Design guidance for 3D Engine on SuperFX

Discussion of hardware and software development for Super NES and Super Famicom. See the SNESdev wiki for more information.

Moderator: Moderators

Forum rules
  • For making cartridges of your Super NES games, see Reproduction.
secondsun
Posts: 41
Joined: Tue Jul 31, 2018 9:37 am

Design guidance for 3D Engine on SuperFX

Post by secondsun »

I’m prototyping a game in Java to eventually port to the SNES1. I’m trying to make it a tactical RPG that can pan and rotate the battlefield like Final Fantasy Tactics on the PSX. Because I know I want to port this to the SNES eventually, I want my engine to reflect what it would have to do to run well on this hardware. I would like feedback on my thoughts on the graphics engine and dma limitations. If there’s some other unknown unknown I’m missing I’m welcome to that feedback as well.

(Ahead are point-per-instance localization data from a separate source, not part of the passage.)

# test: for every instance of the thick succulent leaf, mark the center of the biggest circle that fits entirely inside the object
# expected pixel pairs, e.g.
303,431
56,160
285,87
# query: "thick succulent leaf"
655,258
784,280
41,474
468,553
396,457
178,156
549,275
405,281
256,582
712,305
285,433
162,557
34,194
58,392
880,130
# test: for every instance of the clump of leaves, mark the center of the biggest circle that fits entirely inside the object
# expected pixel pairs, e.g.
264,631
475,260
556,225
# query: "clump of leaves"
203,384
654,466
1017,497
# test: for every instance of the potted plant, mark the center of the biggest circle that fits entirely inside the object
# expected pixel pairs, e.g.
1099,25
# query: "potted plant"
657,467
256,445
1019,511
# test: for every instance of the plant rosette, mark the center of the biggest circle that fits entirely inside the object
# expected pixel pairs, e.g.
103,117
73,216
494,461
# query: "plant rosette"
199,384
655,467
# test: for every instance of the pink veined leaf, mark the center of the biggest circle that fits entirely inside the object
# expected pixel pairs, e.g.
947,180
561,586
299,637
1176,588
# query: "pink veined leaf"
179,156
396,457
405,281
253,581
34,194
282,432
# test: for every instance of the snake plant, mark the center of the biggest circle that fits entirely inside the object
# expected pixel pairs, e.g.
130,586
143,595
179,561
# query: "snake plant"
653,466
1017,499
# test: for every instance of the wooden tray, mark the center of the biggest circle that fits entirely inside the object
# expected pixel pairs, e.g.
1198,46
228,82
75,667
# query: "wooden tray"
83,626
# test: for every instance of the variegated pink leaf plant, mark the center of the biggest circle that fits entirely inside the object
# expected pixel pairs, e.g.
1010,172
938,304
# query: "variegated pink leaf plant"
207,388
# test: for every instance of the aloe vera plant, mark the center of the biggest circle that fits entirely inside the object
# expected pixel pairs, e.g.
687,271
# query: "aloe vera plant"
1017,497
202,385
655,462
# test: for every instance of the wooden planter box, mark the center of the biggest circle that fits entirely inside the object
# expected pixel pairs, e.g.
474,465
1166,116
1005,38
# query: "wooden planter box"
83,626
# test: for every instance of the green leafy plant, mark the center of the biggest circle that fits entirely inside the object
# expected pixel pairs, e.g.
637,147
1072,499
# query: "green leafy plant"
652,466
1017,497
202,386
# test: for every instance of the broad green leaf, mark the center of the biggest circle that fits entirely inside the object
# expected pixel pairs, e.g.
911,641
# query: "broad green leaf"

I’ve never made a whole game on the SNES, but I have gone through a few hello world exercises. I have read a lot of forum posts, books, source code, etc and I believe I can make a suitably limited graphics engine in Java to prototype and carry those lessons over to the SNES engine. The Java engine is only a prototype to learn the math; the SNES will be more or less a ground up rewrite and I will be shocked if the class names survive as structure names to say nothing about literally everything else.

Graphics

Graphically the game is an isometric projected 3d modelled playfield with character (players, monsters, etc) sprites. This will be drawn by the SuperFX chip. Limited texture mapping and flat color shading are going to be supported by the engine; lighting, shadows, etc are not. Performance wise, I’m trying to target either 8 bpp colors with a 12 - 15 fps frame rate or 4bpp colors and 20 - 25 fps.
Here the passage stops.